El Málaga se mantiene a cuatro puntos de la zona de permanencia

Míchel dirige a sus hombres, ante el Betis./Salvador Salas
Míchel dirige a sus hombres, ante el Betis. / Salvador Salas

La derrota del Deportivo conserva las distancias para un Málaga que pudo salir del descenso con mejores resultados ante el Betis y el Alavés

Antonio Góngora
ANTONIO GÓNGORA

El Málaga salva los muebles de la clasificación, pese a sus derrotas con el Betis y el Alavés, y se mantiene a cuatro puntos de la zona de permanencia, que ahora la marca precisamente su último rival, el equipo vitoriano. El conjunto blanquiazul regresará de las vacaciones en la misma situación en la que se marchó, sin que sus opciones en la tabla hayan variado un ápice, aunque se comienza a apreciar una fractura importante entre los equipos de la parte baja y aquellos que ya se están estabilizando en la mitad de la clasificación.

Era clave el encuentro de anoche en Riazor en el derbi gallego entre el Deportivo y el Celta. Y la fortuna estuvo en este caso con el Málaga, ya que venció con claridad el cuadro vigués (1-3). Esto supone que el equipo coruñés se mantiene a cuatro puntos por delante, pero igualado con un Alavés que se coloca ahora por delante, fuera de la zona de descenso por su coeficiente goleador favorable en comparación con el ‘Dépor’. La clasificación, de esta forma, se queda con el Málaga y Las Palmas cerrando, con 11 puntos (el conjunto canario es el ‘farolillo rojo’), y otros dos equipos por arriba, a cuatro puntos, el Alavés y el Deportivo.

Sabor agridulce

Continuar a cuatro puntos en este parón liguero tiene un sabor agridulce para los malaguistas, ya que dos buenos marcadores en los anteriores encuentros (frente al Betis y el Alavés), ante rivales directos, pudieron colocar al equipo de Míchel fuera de las plazas de descenso, un objetivo prioritario para cambiar definitivamente el rumbo y alcanzar una tranquilidad imprescindible para que la plantilla pueda rendir a su nivel, sin ansiedad ni presión añadida. Aunque mantenerse a la misma distancia de la zona de permanencia supone también una gran satisfacción para los aficionados tras los dos últimos fiascos de su equipo.

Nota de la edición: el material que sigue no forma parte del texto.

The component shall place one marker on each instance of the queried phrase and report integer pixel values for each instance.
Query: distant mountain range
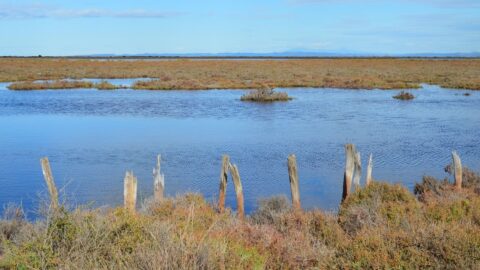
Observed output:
(286, 54)
(299, 54)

El lunes 8 de enero comenzará una nueva etapa del equipo blanquiazul en la que se medirá a un Espanyol irregular. Cada partido, de esta manera, seguirá siendo una final en busca de una reacción que permita salir de una crisis que continúa castigando al Málaga. Para este primer choque de 2018 Míchel ya podrá contar con Iturra, la última incorporación. No podrá disponer, por su parte, de Adrián, que está lesionado y sancionado.